For someone who’s always hated actors, Anthony Hopkins turned out to be a pretty good one. Even now, in the twilight years of his career, he’s shown that he’s still capable of pulling a performance out of the top drawer, but he also isn’t averse to taking the money and running.
Since turning 80, he’s been nominated for an Academy Award for ‘Best Supporting Actor’ in The Two Popes, went one better and claimed his second ‘Best Actor’ prize for The Father to become the oldest winner in Oscars history, and delivered acclaimed turns in One Life and Freud’s Last Session.
At the other end of the cinematic spectrum, he’s done daft shit like take top billing in the awful techno thriller, Zero Contact, which was released as an NFT, voiced a robot in Zack Snyder’s horrendous Rebel Moon duology, and hammed it up in Michael Bay’s Transformers: The Last Knight.

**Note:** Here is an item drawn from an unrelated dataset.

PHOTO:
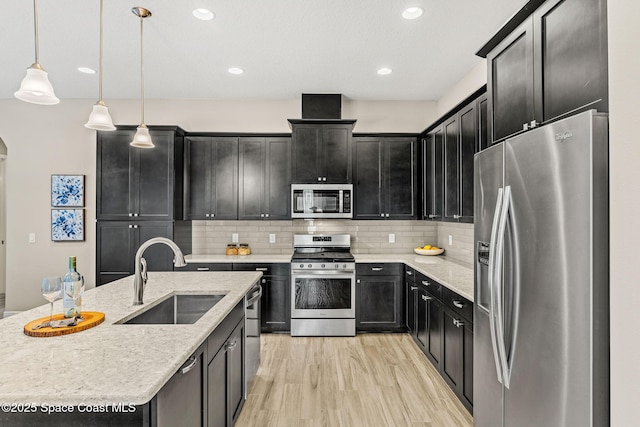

Hopkins is entitled to weave between prestige projects and utter nonsense, though, having dedicated his life to acting and becoming one of the United Kingdom’s greatest ever as a result. It’s always obvious when he’s phoning it in, though, but because he’s always been a no-frills kind of guy who calls it as he sees it, he doesn’t even bother trying to hide it.
In only his second recurring episodic role since 1989, Hopkins lent his gravitas to Roland Emmerich’s swords-and-sandals epic, Those About to Die, and it was an easy decision to make. His agent called, told him the title, informed him that he’d been offered the role of the Roman emperor, Vespasian, and he’d only be required to appear in seven of the ten episodes. He perused the scripts, and his mind was made up.
“I phoned him up and said, ‘I’ll do this. How much are they going to pay me?'” he said to The New Zealand Herald. “I thought this is a simple part to play. I showed up in Italy, and the only acting required from me was to be strong and dictatorial. That’s basically all I had to do. On a film, it’s the craftspeople, the designers, the people who do all the stuff to put my stupid face up on the screen, that’s what makes me, me. I don’t do anything. I just show up, have a cup of coffee, and they say, ‘Action.'”
In a typically frank fashion, Hopkins opined that “it doesn’t take a genius to do that,” and neither did For Those About to Die need him to bring his A-game. He’s far from terrible in it, mostly because he’s too good to be caught slumming it in an expensive period piece, but there is a hint of the two-time Oscar winner going through the motions every time he appears onscreen.
It would have been another added bonus for him to discover that he didn’t have to stick around for the duration, either, with his Vespasian getting bumped off well before the final episode. A simple role, a decent paycheque, and the chance to enjoy the slightly less hectic demands of television; what’s not to enjoy?